Two octuplets go home from hospital
Two of the world’s longest-surviving octuplets have gone home from hospital, greeted by a crush of photographers, neighbours and curious onlookers gathered in a cul-de-sac where the mother will raise her 14 children.
Nadya Suleman was sitting with her babies in the back seat of a car which waded through the crowd and went straight into the garage of her new four-bedroom, three-bath home in La Habra, about 25 miles southeast of Los Angeles.
Many photographers shoved and pushed as their cameras flashed, clinging to the vehicle until the garage door closed. The door appeared to have been damaged, with dents visible on the outside.
Suleman, an unemployed divorced mother, gave birth to the octuplets nine weeks prematurely on January 26 in Bellflower. She already had six children, aged two to seven.
The octuplets, who at birth weighed from 1lb 8oz to 3lbs 4oz, spent their first seven weeks in the neonatal intensive care unit at Kaiser Permanente Bellflower Medical Center. The first two babies to be discharged, Noah and Isaiah, are each about 5lbs and are able to bottle feed, the hospital said.
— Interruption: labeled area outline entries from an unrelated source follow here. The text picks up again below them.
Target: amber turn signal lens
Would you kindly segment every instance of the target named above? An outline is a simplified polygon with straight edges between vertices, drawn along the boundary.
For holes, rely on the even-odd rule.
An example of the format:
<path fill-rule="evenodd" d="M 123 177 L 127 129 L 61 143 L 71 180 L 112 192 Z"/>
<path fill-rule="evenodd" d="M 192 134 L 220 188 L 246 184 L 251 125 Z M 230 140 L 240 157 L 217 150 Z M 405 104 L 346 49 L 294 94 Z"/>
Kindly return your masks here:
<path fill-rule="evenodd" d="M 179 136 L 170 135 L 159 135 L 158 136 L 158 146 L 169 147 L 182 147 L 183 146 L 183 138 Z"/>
The other two girls and four boys continue gaining weight and will be released another day, the hospital said.
“This is a happy moment for everyone – the family, physicians, nurses and entire NICU staff,” said Dr Mandhir Gupta, a neonatologist at the medical centre. “It is always rewarding whenever a premature infant goes home as a healthy baby.”
Dozens of media and others waited for hours outside the home for Suleman and the babies to arrive. Various vehicles trickled in early in the evening, some of them carrying the octuplets’ older siblings, Suleman’s mother and carers.
The octuplets will require around-the-clock care from at least two carers. Angels in Waiting, a non-profit group of nurses which specialises in caring for fragile infants and children, estimates the babies will need a combined 64 feedings a day.
The babies’ historic births were initially met with curiosity and celebration, but a backlash against Suleman grew as the public learned that the 33-year-old mother had few means to support her brood.
All 14 of her children were conceived through in vitro fertilisation at the West Coast IVF Clinic run by Dr Michael Kamrava, with sperm from an unidentified friend, Suleman has said.